The bug has bitten again – renewing my determination to break into the romantic fiction mass market. (In between my “real” writing, of course.) So I’m working my way through a whole stack of M&Bs to familiarise myself with the latest trends. Too fascinating for words. Did you know that the most common plotline across all imprints is for the hero and heroine somehow to get married before they actually fall in love? Think autocratic billionaire hires spirited ingenue to provide him with heir … and then falls in love with her. As you do.

So there you go. What I’m really, REALLY reading. Don’t say I didn’t warn you.

Mills & Boon Dreams

Has anyone on this site ever sold a book to Mills & Boon? For real? If so, you have my undying RESPECT.

My adventures with mass-market romance began when I was in my Honours years at Rhodes University. I made the mistake of reading Florence King’s “Confessions of a Failed Southern Lady,” in which she describes how she kicked off her writing career by producing reams and reams of pulp fiction. Very lucratively too.

I had always known that I wanted to write – the only question was what day job to take up in the meanwhile. Journalism was winning by a short head until Florence came along and filled my head with crazy dreams. Why not just skip the whole day-job part and cut straight to the paid author part? Yes! Genius!

So after graduating I horrified my friends, family and well-wishers (and mainly my mother) by NOT applying for an internship at the Weekly Mail, Financial Mail, Business Day or wherever. Instead I got a job as a waitress by night and settled down at my manual typewriter by day to produce my first romance.

That original effort was pretty crap, to be honest. I can’t really blame them for turning it down. It was far too riddled with sub-plots for one thing, and didn’t have nearly enough face-to-face time between the hero and heroine. The second effort was better, but I messed up in a big way by setting it in London or New York or some other city that I had only the scantiest knowledge of.

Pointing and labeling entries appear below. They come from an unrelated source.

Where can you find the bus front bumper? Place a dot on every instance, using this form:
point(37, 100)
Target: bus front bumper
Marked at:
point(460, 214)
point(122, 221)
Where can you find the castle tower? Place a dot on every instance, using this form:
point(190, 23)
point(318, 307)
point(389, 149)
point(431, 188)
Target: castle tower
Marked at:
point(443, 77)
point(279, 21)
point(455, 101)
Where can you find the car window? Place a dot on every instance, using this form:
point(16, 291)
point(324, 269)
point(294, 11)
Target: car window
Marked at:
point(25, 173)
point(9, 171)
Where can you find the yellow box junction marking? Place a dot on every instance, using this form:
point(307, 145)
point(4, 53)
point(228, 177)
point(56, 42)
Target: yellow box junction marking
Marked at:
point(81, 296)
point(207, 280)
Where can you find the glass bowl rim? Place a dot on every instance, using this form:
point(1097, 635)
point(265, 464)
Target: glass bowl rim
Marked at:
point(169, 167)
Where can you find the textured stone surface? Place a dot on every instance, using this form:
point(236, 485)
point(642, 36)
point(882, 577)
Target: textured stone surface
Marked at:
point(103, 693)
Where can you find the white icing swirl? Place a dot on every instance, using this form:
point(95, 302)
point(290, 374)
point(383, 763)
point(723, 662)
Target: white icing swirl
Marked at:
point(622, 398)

I’d begun to realise that M&B authors tended to set their novels in their own home towns, so my next opus took place in Jo’burg.

Rejected again.

Oh, my God! The agony. The heartburning. The masochistic determination to try again.

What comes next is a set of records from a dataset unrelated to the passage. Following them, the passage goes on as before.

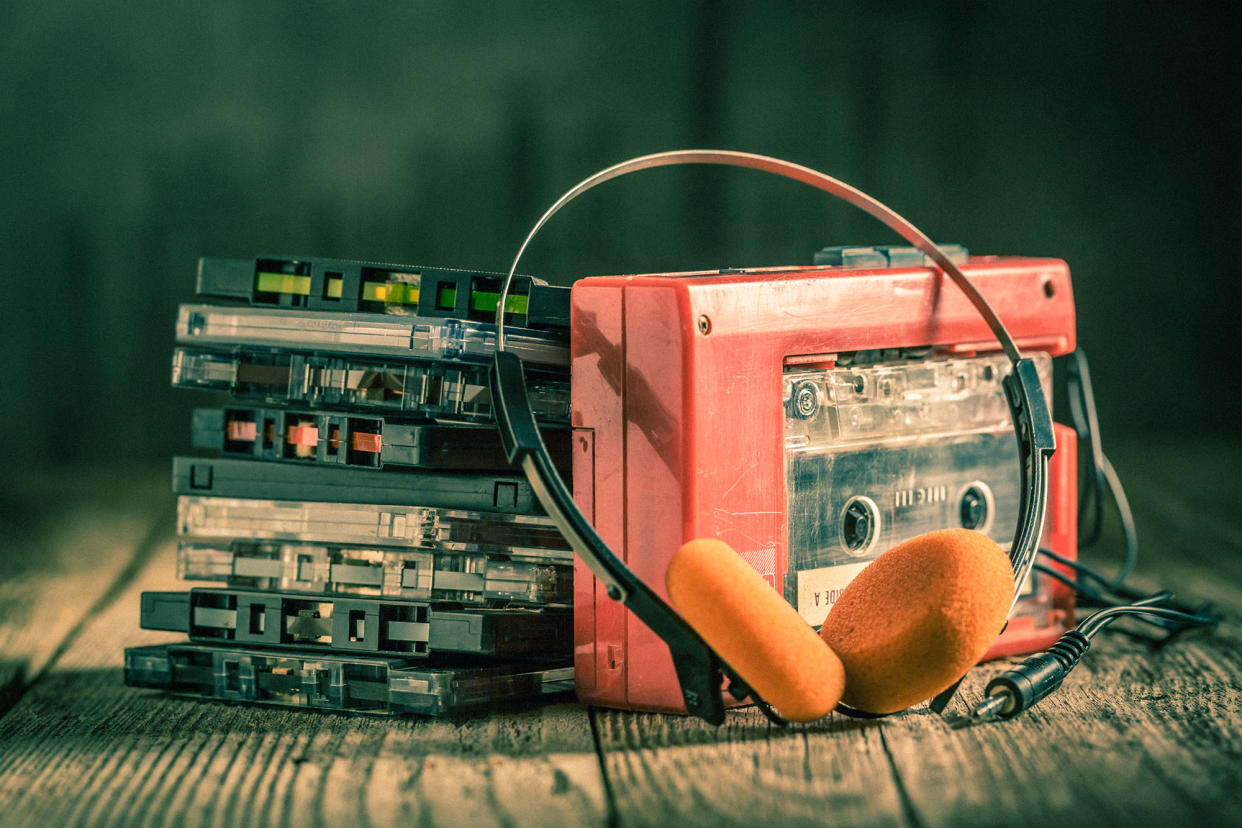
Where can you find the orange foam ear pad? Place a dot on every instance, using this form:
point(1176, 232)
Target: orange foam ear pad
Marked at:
point(923, 613)
point(754, 630)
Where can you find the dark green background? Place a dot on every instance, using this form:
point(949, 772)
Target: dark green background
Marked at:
point(137, 137)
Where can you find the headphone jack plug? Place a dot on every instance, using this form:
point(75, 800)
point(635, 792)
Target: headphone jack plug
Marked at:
point(1022, 687)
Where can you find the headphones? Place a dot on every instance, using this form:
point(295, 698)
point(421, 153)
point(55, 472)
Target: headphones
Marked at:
point(879, 649)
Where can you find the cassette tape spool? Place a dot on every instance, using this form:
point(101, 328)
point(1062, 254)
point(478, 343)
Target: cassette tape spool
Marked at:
point(527, 536)
point(380, 627)
point(359, 333)
point(429, 390)
point(879, 452)
point(339, 683)
point(478, 579)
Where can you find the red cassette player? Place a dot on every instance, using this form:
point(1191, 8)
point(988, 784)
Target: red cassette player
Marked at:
point(810, 417)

It had also dawned on me that M&B actually PREFER to receive 3 sample chapters plus a synopsis rather than a whole novel. This was very good news. Why write 50,000 words if you don’t have to, right? So the next four attempts were just 3 chapters long, and the rejections came boomeranging back. I beat my head briskly against the sturdy surface of my Hermes Ambassador. Why, why, why? This was not rocket science, ffs. WHY could I not get it right?

Especially when I’d got the sex scenes down to such a fine art. And trust me it’s not easy to work a celestial sex scene into the third chapter of a novel when the hero and heroine cannot officially get it together until the last line of the final page. But, I managed it. And those sex scenes were, if I do say so myself, deliciously baroque.

By this time, my benighted “gap year” had limped to a close and I enrolled at Wits for a Masters degree in English lit. And yes, I did have a few more goes at popular romance after that, and no – not one of them succeeded.

So if any of you has ever got it right and managed to crack into the M&B market, I abase myself at your feet. And ask just one question.

How the hell did you do it???

The Blog Ate My Homework

I have a Secret Fear.

Would you like to hear about it?

Okay – here goes. My Secret Fear is that when I start blogging I shall stop writing.

This is not quite as bonkers as it might sound. I’ve seen it happen, you see. To people I know quite well. In fact, I am personally acquainted with at least two individuals who would be successful, published authors today had they not allowed themselves to get sucked into the black hole of blogging.